If you’re spinning metal on wax, this is a layup. Schizophrenia vinyl puts weight behind the kick drums and lets those quick right-hand rhythms bloom, and the pacing of the album side to side still makes perfect sense. I’ve already had a few mates ask where to find Cavalera vinyl locally, and any decent Melbourne record store should have it in the new releases, though it’s just as easy to buy Cavalera records online if your local is sold out. For those building a shelf of Brazilian heavy hitters, lining up Cavalera albums on vinyl with the original Sepultura pressings is a neat way to trace the lineage. It also helps that Nuclear Blast have kept these packages straightforward and fan-friendly, which matters for anyone in the vinyl records Australia crowd trying not to get fleeced.

Reception across the heavy music press has been what you’d expect for a project this focused.

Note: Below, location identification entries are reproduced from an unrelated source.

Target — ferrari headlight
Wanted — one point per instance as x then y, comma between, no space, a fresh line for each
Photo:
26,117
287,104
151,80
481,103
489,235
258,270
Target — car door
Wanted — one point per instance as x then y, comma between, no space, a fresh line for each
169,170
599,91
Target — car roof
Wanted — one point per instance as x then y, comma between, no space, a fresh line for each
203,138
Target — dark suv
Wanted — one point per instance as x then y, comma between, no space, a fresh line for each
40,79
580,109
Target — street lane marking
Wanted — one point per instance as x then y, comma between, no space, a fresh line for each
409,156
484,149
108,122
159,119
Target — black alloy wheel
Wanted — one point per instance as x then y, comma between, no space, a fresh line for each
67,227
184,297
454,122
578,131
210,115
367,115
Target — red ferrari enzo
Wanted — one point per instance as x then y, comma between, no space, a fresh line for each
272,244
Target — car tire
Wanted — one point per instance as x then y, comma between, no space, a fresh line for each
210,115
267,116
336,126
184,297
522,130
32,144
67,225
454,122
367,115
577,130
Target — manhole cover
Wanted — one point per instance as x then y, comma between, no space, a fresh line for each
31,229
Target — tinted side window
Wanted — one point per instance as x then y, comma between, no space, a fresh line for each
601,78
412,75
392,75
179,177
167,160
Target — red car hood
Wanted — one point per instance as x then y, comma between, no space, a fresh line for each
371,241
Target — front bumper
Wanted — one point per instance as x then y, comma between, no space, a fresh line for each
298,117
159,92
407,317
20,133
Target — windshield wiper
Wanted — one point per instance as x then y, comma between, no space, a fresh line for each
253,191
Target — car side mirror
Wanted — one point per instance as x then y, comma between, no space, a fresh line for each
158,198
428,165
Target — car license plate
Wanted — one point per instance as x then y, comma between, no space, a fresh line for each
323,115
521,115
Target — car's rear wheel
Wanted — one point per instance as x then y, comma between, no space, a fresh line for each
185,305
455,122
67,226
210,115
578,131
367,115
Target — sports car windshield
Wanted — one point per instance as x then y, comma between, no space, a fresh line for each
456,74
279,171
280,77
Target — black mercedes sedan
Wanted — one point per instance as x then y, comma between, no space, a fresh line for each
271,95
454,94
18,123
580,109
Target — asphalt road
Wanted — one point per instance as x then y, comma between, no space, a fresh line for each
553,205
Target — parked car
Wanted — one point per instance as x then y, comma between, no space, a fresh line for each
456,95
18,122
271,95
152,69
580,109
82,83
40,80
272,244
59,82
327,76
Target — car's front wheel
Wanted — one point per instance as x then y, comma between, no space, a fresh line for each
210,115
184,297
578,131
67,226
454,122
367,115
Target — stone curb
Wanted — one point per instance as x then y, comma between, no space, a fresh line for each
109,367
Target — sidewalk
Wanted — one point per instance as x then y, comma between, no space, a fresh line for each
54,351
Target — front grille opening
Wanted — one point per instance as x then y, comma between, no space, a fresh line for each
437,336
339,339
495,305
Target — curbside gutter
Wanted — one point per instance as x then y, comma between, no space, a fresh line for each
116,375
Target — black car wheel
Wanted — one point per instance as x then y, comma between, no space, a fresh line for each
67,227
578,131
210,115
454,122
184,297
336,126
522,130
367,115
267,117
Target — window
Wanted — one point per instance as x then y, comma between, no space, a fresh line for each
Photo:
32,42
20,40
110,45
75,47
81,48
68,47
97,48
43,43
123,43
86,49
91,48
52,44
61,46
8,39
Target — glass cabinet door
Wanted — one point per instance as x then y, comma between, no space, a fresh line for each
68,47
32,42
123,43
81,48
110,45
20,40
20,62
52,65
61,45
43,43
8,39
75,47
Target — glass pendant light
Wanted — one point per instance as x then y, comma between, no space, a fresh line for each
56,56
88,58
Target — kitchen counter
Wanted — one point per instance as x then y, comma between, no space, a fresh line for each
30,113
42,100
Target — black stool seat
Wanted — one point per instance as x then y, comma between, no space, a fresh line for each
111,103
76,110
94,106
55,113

Longtime fans get a punchier, meaner version to blast in the car, and new listeners get a gateway into a catalogue that shaped the 90s. The big win is that nothing here feels perfunctory. The brothers attack Schizophrenia like it still proves something, and in a way it does. It proves that the spark from those early days wasn’t a trick of the tape or a quirk of youth. It was craft and hunger, and it still crackles.

If you know these songs by heart, hearing them with this much heft is a thrill. If you are new to early Cavalera-era material, this is the cleanest entry point you could ask for. Either way, drop the needle, let From the Past Comes the Storms rip, and remember why this chapter of Brazilian metal still looms so large.